Nos ancêtres agriculteurs avaient raison: le maintien de la végétation le long des berges des rivières est un impératif. Jadis, la mauvaise idée, de couper les bouraos, bois de fer ou “pommiers kanak” présents au bord des cours d'eau, ne serait venue à personne, tant la chose paraissait stupide et illogique. Nos ancêtres avaient raison car ils avaient surtout du bon sens.
On s'étonne aujourd'hui de l'envasement des creeks et des rivières et/ou l'ensablement des estuaires et des embouchures. A Bourail, la Néra était navigable sur plus de 5 kilomètres du poste de mer jusqu'à l'entrée du village! On s'étonne du niveau des inondations et de leurs ravages. Ne cherchez pas trop loin les évidences. L'érosion provoquée par l'exploitation minière, les défrichements incontrôlés, l'élimination du couvert végétal, la destruction des forêts originelles mais aussi les habitudes liées au manque d'abreuvoir dans les pâturages et à l'agriculture jusqu'au bord du champ, entraînent depuis plus de 50 ans, un terrible constat: la terre calédonienne part à la mer!
Le sol à nu sur des berges sans racines est arraché à chaque crue et provoque de manière inexorable, un recul des terres arables et une lente réduction des surfaces cultivables.

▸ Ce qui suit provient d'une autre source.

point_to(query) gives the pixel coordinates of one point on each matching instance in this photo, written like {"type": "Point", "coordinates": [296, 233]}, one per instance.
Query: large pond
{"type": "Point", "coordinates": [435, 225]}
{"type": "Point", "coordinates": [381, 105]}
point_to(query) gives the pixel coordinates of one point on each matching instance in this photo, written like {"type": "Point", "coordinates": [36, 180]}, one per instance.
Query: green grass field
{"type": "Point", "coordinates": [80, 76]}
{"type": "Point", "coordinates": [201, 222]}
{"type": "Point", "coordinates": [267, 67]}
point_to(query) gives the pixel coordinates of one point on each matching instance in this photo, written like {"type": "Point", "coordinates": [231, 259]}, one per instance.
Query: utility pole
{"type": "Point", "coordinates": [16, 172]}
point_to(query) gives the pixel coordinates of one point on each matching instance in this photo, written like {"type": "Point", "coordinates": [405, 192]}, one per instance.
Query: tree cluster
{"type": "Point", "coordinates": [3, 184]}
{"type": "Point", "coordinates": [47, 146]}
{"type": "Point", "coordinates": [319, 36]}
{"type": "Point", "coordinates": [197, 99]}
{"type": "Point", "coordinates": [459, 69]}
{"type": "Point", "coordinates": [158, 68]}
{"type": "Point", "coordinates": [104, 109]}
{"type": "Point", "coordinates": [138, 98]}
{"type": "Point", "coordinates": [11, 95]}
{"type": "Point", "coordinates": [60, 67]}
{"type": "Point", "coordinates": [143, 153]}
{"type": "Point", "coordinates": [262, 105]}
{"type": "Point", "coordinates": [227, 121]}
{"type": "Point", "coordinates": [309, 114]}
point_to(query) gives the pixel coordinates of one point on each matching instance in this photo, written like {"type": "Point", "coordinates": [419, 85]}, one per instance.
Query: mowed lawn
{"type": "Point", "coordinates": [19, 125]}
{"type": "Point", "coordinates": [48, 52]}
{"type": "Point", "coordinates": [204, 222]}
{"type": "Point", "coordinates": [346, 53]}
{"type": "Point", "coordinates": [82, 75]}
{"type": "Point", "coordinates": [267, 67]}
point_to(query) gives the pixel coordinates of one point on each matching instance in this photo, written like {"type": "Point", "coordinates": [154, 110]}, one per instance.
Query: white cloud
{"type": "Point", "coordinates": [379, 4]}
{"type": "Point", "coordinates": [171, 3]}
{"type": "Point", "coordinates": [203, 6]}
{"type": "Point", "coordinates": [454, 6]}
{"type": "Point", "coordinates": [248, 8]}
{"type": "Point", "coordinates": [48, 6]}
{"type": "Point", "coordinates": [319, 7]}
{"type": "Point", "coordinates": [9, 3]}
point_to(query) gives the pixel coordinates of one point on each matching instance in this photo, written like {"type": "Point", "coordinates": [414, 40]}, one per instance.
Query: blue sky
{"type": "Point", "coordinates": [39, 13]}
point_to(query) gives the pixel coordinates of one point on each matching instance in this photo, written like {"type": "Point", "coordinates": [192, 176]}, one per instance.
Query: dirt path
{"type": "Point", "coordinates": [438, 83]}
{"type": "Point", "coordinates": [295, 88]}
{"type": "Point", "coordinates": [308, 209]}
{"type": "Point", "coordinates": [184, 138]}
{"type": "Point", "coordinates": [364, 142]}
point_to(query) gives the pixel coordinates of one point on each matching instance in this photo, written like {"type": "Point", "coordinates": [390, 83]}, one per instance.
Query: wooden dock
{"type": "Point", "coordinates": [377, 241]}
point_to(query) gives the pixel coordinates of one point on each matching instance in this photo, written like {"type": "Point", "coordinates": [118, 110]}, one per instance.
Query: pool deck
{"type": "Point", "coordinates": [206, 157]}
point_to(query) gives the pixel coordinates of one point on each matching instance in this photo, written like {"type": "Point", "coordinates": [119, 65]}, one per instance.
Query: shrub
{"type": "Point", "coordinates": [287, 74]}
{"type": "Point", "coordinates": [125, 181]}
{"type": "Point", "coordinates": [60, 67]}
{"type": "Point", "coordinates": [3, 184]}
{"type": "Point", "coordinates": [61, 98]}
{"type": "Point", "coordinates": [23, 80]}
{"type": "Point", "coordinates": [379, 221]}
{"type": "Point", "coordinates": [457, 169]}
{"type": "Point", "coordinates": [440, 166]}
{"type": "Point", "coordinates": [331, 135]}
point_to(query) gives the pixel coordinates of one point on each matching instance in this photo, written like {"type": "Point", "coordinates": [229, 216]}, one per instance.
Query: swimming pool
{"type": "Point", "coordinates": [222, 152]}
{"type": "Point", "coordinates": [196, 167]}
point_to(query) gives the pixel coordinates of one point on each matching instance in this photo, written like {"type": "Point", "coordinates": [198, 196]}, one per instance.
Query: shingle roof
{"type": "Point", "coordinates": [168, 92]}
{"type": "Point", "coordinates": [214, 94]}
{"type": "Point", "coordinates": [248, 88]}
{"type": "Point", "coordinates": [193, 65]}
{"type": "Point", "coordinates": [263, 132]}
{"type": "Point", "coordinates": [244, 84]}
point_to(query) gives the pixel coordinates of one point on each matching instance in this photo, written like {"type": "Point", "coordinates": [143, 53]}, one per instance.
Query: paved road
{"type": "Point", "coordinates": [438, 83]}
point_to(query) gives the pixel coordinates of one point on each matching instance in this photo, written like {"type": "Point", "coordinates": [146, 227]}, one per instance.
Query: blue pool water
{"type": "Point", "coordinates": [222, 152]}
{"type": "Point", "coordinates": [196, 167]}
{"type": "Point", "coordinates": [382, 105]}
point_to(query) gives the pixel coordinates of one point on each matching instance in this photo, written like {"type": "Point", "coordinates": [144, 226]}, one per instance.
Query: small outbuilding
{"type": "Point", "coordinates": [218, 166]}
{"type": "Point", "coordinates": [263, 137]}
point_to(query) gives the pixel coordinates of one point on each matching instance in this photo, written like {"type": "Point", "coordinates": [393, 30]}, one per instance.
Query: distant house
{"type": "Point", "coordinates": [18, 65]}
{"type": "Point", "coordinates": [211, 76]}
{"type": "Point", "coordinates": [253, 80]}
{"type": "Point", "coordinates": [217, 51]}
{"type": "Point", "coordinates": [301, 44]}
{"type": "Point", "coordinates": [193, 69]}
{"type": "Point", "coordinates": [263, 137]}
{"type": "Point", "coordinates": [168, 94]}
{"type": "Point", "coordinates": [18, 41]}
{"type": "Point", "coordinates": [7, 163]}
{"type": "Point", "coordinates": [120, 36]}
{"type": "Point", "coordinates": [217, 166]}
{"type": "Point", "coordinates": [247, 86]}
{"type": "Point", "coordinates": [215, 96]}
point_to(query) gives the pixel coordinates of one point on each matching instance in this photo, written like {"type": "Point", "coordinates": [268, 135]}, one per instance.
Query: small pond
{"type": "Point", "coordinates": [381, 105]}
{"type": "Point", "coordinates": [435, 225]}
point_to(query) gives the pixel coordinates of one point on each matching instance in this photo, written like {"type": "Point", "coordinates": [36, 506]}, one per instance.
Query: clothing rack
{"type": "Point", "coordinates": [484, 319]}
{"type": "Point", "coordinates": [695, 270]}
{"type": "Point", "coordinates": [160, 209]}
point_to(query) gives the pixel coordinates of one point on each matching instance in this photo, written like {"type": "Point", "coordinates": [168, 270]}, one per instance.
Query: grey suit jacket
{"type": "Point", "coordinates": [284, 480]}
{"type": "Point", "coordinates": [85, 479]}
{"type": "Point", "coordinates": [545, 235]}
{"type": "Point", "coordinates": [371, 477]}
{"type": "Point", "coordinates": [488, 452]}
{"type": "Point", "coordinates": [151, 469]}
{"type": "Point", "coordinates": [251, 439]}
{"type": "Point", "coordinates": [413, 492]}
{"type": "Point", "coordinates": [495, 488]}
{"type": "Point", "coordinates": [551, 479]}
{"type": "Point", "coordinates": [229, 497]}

Dernièrement, sur la rivière Boghen, une conduite d'adduction d'eau provenant du forage de la Taraudière était à l'air libre et menacée d'être emportée à la prochaine crue avec le risque de priver ainsi, du précieux liquide, des centaines de consommateurs bouraillais. Sous la conduite de la Direction de l'Environnement et du Génie rural, des travaux de consolidation de berges ont été menés auxquels, il manquait une revégétalisation digne de ce nom.
C'est chose faite depuis mercredi matin grâce à la mobilisation de la Commission municipale “Environnement et Développement durable” animée par Olivier Houdan, adjoint au Maire et au Service des espaces verts communaux en les personnes de Mérick Zarino, Lionel Kaoupa et les stagiaires Didier Moinbeu et Nicolas Tarquin, renforcé par M. Olivier Jullien, Andrée et François Planche. En moins de trois heures de temps, 557 brins de vétiver ont été plantés sur une surface d'environ 500 m2. Reconnu pour son développement racinaire rapide et profond, le vétiver (Vetiver zizanioides ou Vetiver nigritana) dont le nom provient du Tamoul Vettiveru est l'arme idéale contre l'érosion des sols. Ce type de chantier en plein air, avec la protection de l'environnement pour principal objectif et le travail collectif comme condition de la réussite est bien entendu à renouveler, à développer et à généraliser. Tout le monde y gagnera.
Olivier Houdan
Texte publié dans le quotidien les Nouvelles Calédoniennes en juin 2010 avec le concours de Nadège Bege, correspondante LNC.
Le vétiver est une plante très peu exigeante et, bien que préférant les milieux humides, il peut également prospérer en zone sèche. Capable de supporter des sécheresses importantes, le vétiver apprécie néanmoins une période annuelle de 3 mois de pluie et résiste parfaitement à des inondations importantes. Aimant la pleine lumière pour bien se développer, le vétiver préfère les sols profonds et sablonneux mais s'adapte à toutes les qualités de terre, même à forte teneur acide ou alcaline. Hautes de 1 à 3 mètres, fortes, droites, unies et très nombreuses, les tiges de vétiver poussent rapidement. Ses racines très longues s'enfoncent tout droit dans le sol, sur plusieurs mètres, sans s'étendre en largeur. Des agriculteurs du monde entier tirent profit des profondes racines du vétiver pour prévenir l'érosion des sols et retenir la terre dans leurs champs, le long des fossés, sur les berges des canaux ou sur les flancs des collines. Planté en haies serrées pour délimiter les parcelles, le vétiver assure la stabilisation des terrains et empêche la destruction des sols par ravinement lors des fortes pluies, constituant en cela une arme de choix dans la lutte contre la désertification. Son usage permet également de conserver l’humidité nécessaire aux cultures car ses profondes racines favorisent l’infiltration des eaux de pluie et préviennent leur ruissellement.